Posted Sep 7, 2022 3:17 UTC (Wed) by dacut (subscriber, #131937) [Link]

Ah, that was a right excellent demo of completely useless technology. I loved every minute of it!

Thank you!

Had another demo driver for S3

Posted Sep 10, 2022 14:57 UTC (Sat) by ming.lei (guest, #74703) [Link]

BUSE[1] implemented S3 block device too, and it is one master thesis in 2021.

https://dspace.cuni.cz/bitstream/handle/20.500.11956/1487...

Crash recovery for user-space block drivers

Posted Sep 5, 2022 15:27 UTC (Mon) by pturmel (guest, #95781) [Link] (3 responses)

I'm looking forward to more of this, largely because I recently had my antipathy to userspace drivers busted rather convincingly by OpenVSwitch.

I often set up custom bridge-vlan-VM network environments for my laboratory of industrial hardware (mostly Allen-Bradley and Omron products). Until recently, it was done with native Linux bridges and native Linux vlans.

Then I discovered that KVM can tap into an OpenVSwitch bridge with a specified vlan tag. Greatly simplified the rats' nest of configurations I've been switching around for various simulations.

But some sibling VMs on the same infrastructure had their network performance noticeably improve. I didn't think to benchmark it all, but I'm very happy with the results.

Bring on more userspace drivers, thank you.

Crash recovery for user-space block drivers

Posted Sep 6, 2022 12:34 UTC (Tue) by cortana (subscriber, #24596) [Link] (2 responses)

How do you actually go about configuring OpenVSwitch? I've used it via a number of other products, which configure it for me. It's worked absolutely fine but I have no idea where to begin if I wanted to configure it from scratch myself...

Crash recovery for user-space block drivers

Posted Sep 6, 2022 12:53 UTC (Tue) by pturmel (guest, #95781) [Link] (1 responses)

I've been using netplan.io in Ubuntu Server.
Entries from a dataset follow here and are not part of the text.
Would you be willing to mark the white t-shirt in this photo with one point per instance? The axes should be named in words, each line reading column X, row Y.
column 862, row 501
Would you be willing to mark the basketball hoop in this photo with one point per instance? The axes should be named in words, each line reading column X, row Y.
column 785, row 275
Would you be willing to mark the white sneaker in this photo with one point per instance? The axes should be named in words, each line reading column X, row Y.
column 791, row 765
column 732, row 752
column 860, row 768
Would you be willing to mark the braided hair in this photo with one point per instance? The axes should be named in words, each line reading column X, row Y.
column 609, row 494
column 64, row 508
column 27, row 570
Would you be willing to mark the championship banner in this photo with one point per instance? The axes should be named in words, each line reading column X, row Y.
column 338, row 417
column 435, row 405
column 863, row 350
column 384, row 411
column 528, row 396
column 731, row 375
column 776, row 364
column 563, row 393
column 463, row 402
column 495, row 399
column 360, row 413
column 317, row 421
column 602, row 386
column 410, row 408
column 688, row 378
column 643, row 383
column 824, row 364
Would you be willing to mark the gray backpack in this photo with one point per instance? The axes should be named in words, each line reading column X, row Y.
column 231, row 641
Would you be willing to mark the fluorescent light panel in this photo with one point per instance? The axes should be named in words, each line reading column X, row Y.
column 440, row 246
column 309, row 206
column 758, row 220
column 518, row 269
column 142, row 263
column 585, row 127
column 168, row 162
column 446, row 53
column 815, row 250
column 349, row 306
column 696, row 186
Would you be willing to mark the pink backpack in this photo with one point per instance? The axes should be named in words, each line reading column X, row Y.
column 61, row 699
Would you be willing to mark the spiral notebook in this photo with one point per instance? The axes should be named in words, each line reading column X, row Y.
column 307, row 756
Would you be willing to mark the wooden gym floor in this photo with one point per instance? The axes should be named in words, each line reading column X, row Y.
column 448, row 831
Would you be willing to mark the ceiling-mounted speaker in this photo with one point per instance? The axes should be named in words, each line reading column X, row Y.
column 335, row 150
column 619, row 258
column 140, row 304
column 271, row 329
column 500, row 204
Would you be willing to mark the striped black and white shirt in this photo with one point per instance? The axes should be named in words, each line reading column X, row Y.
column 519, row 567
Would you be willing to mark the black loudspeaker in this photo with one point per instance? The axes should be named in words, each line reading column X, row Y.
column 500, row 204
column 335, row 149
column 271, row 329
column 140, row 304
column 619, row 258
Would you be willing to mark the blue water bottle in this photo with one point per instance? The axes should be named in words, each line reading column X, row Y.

Unified config with my non-OpenVSwitch items.

Crash recovery for user-space block drivers

Posted Sep 8, 2022 10:40 UTC (Thu) by cortana (subscriber, #24596) [Link]

Thanks. I see NM can also configure it. I'll check these out!

Crash recovery for user-space block drivers

Posted Sep 10, 2022 14:51 UTC (Sat) by ming.lei (guest, #74703) [Link]

> It looks a bit like an interesting solution waiting for a problem.

AFAIK, the above seems not true.

IMO, there are lots of jobs which can be done by ublk, such as some generic things:

- re-implement nbd-client with ublk and io_uring, especially applying recent io_uring/net zero copy feature
- ublk export for qemu-storage-daemon
- SPDK backend for UBD mod
- ceph's rbd
- ublk based zoned target
- ublk base compression target
...

Some of them have been in-progress. Userspace development is easier and more efficient, but still takes
a while, especially just 4 months past since the first version of ublk driver(RFC) is posted.